Sem quaisquer preâmbulos ou meias-palavras, o veredito: não temos estudos para entender "Tenet", o novo filme de Christopher Nolan e um dos mais esperados do ano. Tem muito espetáculo, fogo de artifício e momentos que ameaçam fazer o coração saltar pela boca. É muito show off, portanto, mas é só isso. É Nolan e toda a sua complexidade elevada ao cubo, que procura alguma credibilidade com o uso da física quântica para que o espectador não desconfie de que, no ecrã, a história não está a fazer sentido. E nunca faz.
Quer tenha visto ou não os trailers que antecederam a estreia de "Tenet" esta quarta-feira, 26 de agosto, a verdade é que vai entrar na sala de cinema a saber o mesmo, ou seja, zero. Os clipes de vídeo que foram sendo lançados são propositadamente vagos e crípticos, mas a história base é esta: o filme passa-se entre o presente, o passado e o futuro.

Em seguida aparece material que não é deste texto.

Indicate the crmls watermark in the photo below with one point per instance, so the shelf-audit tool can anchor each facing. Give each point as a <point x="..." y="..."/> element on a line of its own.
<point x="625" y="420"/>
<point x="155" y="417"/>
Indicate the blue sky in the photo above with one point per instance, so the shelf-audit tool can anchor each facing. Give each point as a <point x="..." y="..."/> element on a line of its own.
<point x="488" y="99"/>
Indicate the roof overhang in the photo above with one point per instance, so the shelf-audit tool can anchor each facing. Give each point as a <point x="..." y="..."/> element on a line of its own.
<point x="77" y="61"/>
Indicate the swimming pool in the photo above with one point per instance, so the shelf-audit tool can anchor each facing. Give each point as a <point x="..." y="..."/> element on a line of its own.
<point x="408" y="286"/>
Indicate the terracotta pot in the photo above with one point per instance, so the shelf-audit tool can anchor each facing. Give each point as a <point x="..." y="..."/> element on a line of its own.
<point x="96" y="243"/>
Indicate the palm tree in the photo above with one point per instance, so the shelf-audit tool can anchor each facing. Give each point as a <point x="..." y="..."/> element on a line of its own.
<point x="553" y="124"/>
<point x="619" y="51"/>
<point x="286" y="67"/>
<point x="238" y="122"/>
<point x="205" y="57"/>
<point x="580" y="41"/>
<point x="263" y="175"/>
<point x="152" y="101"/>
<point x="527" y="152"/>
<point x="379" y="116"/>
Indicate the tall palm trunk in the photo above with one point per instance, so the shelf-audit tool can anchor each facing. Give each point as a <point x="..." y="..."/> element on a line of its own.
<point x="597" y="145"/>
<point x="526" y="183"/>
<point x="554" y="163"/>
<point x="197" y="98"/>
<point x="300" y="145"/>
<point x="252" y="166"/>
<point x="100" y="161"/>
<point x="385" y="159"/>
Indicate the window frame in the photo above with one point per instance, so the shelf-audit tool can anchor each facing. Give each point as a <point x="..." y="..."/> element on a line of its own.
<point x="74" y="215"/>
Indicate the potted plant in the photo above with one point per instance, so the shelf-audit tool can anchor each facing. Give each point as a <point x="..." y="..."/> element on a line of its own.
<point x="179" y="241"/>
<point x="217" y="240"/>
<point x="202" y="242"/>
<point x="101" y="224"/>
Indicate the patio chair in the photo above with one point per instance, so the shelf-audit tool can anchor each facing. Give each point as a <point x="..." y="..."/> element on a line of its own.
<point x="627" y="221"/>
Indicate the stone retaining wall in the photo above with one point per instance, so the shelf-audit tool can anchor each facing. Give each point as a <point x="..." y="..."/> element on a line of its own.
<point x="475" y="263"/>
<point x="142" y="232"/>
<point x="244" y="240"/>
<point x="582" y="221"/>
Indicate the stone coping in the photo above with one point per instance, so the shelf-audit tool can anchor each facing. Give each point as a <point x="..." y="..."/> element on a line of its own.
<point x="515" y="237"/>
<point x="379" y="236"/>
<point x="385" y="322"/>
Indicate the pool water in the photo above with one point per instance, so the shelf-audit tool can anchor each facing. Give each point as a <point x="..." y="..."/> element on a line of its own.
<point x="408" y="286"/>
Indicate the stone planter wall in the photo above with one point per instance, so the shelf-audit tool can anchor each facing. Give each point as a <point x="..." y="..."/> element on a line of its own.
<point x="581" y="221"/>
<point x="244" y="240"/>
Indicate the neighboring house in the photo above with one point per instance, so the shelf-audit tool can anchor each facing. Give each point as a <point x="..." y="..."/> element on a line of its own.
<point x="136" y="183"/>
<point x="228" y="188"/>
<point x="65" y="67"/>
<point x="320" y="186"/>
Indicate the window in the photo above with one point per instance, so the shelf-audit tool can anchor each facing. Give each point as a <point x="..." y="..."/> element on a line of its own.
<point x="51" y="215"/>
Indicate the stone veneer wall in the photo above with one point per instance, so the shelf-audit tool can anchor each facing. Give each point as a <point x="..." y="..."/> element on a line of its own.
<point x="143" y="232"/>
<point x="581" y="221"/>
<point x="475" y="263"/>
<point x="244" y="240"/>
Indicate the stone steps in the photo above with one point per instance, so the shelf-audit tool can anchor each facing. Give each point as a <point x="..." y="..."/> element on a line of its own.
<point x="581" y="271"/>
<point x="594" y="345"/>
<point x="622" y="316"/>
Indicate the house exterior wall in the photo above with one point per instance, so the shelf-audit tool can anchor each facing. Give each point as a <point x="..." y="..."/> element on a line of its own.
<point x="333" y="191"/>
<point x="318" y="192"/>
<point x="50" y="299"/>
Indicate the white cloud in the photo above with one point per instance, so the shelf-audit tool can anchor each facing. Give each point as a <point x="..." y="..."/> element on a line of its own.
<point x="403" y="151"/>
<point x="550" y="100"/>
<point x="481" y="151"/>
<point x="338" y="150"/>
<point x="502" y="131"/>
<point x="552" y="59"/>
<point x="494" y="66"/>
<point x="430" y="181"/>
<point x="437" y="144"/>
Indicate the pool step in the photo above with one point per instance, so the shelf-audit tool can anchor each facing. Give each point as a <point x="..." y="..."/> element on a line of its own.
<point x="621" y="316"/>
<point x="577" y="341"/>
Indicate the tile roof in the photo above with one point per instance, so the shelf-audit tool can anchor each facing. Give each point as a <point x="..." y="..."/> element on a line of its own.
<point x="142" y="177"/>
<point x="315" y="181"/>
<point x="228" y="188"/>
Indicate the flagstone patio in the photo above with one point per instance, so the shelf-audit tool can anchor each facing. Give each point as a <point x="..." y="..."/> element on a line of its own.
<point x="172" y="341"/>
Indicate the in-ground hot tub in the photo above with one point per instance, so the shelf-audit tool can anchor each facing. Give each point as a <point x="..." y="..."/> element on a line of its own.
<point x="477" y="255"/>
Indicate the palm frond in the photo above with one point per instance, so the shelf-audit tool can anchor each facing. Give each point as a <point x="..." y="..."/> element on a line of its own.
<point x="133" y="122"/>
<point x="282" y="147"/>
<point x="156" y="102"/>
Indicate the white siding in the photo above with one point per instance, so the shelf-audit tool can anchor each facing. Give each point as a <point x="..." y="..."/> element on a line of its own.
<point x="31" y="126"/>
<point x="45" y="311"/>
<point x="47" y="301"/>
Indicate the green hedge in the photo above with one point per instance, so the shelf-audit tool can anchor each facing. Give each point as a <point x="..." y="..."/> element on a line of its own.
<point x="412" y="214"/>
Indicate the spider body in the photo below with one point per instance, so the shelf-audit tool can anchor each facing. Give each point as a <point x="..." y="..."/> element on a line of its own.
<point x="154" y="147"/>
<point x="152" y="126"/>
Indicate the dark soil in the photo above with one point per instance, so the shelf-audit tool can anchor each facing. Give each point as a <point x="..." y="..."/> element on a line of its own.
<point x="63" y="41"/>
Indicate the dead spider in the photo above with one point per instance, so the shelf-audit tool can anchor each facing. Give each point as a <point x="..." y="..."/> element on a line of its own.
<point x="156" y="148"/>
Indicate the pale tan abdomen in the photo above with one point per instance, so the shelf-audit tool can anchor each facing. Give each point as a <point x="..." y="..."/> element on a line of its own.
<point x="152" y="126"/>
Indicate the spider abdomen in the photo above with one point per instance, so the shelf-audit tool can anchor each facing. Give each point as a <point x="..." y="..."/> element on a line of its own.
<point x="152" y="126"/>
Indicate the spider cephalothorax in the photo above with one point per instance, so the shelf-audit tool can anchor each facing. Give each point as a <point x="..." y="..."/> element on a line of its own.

No presente, é anunciada a possibilidade de um conflito semelhante ao de uma Guerra Mundial que ameaça destruir o mundo. É nessa conjuntura que um traficante de armas russo descobre um mecanismo que lhe permite inverter objetos, fazendo com que voltem ao passado antes de eles estarem no presente. É essa a explicação para que, aqui, as armas suguem balas e não as disparem; os carros; as lutas entre personagens acontecem de trás para a frente; e as falas sejam ao contrário.
"Já lhe dói a cabeça?", pergunta, a certa altura, Neil (Robert Pattinson) a O Protagonista, assim se chama a personagem interpretada por John David Washington, durante uma longa exposição sobre física quântica. Reforço a pergunta, caro leitor. Já lhe dói a cabeça? É que a coisa fica ainda mais confusa.
Em "Tenet", há máquinas do tempo que permitem uma movimentação elástica e infinita entre o presente e o futuro, o que explica que, num determinado momento, passe a haver as duas mesmas pessoas num mesmo momento específico. A diferença é que ambas estão situadas em espaços temporais diferentes — aquele acontece no presente e o que já teve lugar no passado. Se o passado for mudado, o que é que muda no futuro? O realizador tenta explicar, mas ficámos confusos.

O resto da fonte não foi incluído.